Condensation
= D. : Verdichtung. – En. : condensation. – Es. : condensación. – I. : condensazione. – P. : condensação.
● Un des modes essentiels du fonctionnement des processus inconscients : une représentation unique représente à elle seule plusieurs chaînes associatives à l'intersection desquelles elle se trouve. Du point de vue économique, elle est alors investie des énergies qui, attachées à ces différentes chaînes, s’additionnent sur elle.
On voit la condensation à l’œuvre dans le symptôme et, d’une façon générale, dans les diverses formations de l’inconscient. C’est dans le rêve qu’elle a été le mieux mise en évidence.
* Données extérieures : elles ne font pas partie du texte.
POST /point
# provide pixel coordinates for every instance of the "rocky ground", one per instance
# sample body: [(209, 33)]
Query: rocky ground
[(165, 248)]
Elle s’y traduit par le fait que le récit manifeste, comparé au contenu latent, est laconique : il en constitue une traduction abrégée. La condensation ne doit pas pour autant être assimilée à un résumé : si chaque élément manifeste est déterminé par plusieurs significations latentes, inversement chacune de celles-ci peut se retrouver en plusieurs éléments ; d’autre part, l’élément manifeste ne représente pas sous un même rapport chacune des significations dont il dérive, de sorte qu’il ne les subsume pas comme le ferait un concept.
◼ La condensation a d’abord été décrite par Freud dans L’interprétation du rêve (Die Traumdeutung, 1900) comme un des mécanismes fondamentaux par lesquels s’accomplit le « travail du rêve* ». Elle peut s’effectuer par différents moyens : un élément (thème, personne, etc.) est seul conservé parce qu’il est présent plusieurs fois dans différentes pensées du rêve (« point nodal ») ; divers éléments peuvent être rassemblés en une unité disparate (personnage composite par exemple) ; ou encore la condensation de plusieurs images peut aboutir à estomper les traits qui ne coïncident pas, pour maintenir et ne renforcer que le ou les traits communs (1).
Analysé sur le rêve, le mécanisme de condensation n’est pas spécifique de celui-ci. Dans Psychopathologie de la vie quotidienne (Zur Psychopathologie des Alltagslestebens, 1901) et Le mot d’esprit et ses rapports avec l’inconscient (Der Wilz und seine Beziehung zum Unbeslewussten, 1905), Freud établit que la condensation est un des éléments essentiels de la technique du trait d’esprit, du lapsus, de l’oubli des mots, etc. ; dans L’interprétation du rêve, il note que le processus de condensation est particulièrement sensible quand il atteint les mots (néologismes).
Comment rendre compte de la condensation ? On peut y voir un effet de la censure et un moyen d’y échapper. Si, comme Freud l’a noté, on n’a pas l’impression qu’elle soit un effet de la censure, « la censure y trouve son compte quand même » (2) ; en effet la condensation complique la lecture du récit manifeste.
Mais si le rêve procède par condensation, ce n’est pas seulement pour déjouer la censure : la condensation est une caractéristique de la pensée inconsciente. Dans le processus primaire, sont réalisées les conditions – énergie libre*, non liée ; tendance à l’identité de perception* – qui permettent et favorisent la condensation. Le désir inconscient y sera donc soumis d’emblée, tandis que les pensées préconscientes, « attirées dans l’inconscient », le seront secondairement à l’action de la censure. Peut-on situer à quel stade s’accomplit la condensation ? « On doit probablement la considérer comme un processus qui s’étend sur l’ensemble du parcours jusqu’à l’arrivée dans la région des perceptions mais en général on se contentera de supposer qu’elle résulte d’une action simultanée de toutes les forces qui interviennent dans la formation du rêve » (3).
Comme le déplacement*, la condensation est pour Freud un processus qui trouve son fondement dans l’hypothèse économique ; sur la représentation-carrefour, viennent s’additionner les énergies qui ont été déplacées le long des différentes chaînes associatives. Si certaines images, notamment dans le rêve, acquièrent une vivacité toute particulière, c’est dans la mesure où, produits de la condensation, elles se trouvent fortement investies.
(1) Cf. Freud (S.). G.W., V, 299-300 ; S.E., IV, 293-5 ; Fr., 220-2.
(2) Freud (S.). Vorlesungen zur Einführung in die Psychoanalyse, 1916-17. G.W., XI, 176 ; S.E., XV, 173 ; Fr., 191.
(3) Freud (S.). Der Witz und seine Beziehung zum Unbeuiussten, 1905. G.W., V, 187-8 ; S.E., VIII, 164 ; Fr., 191.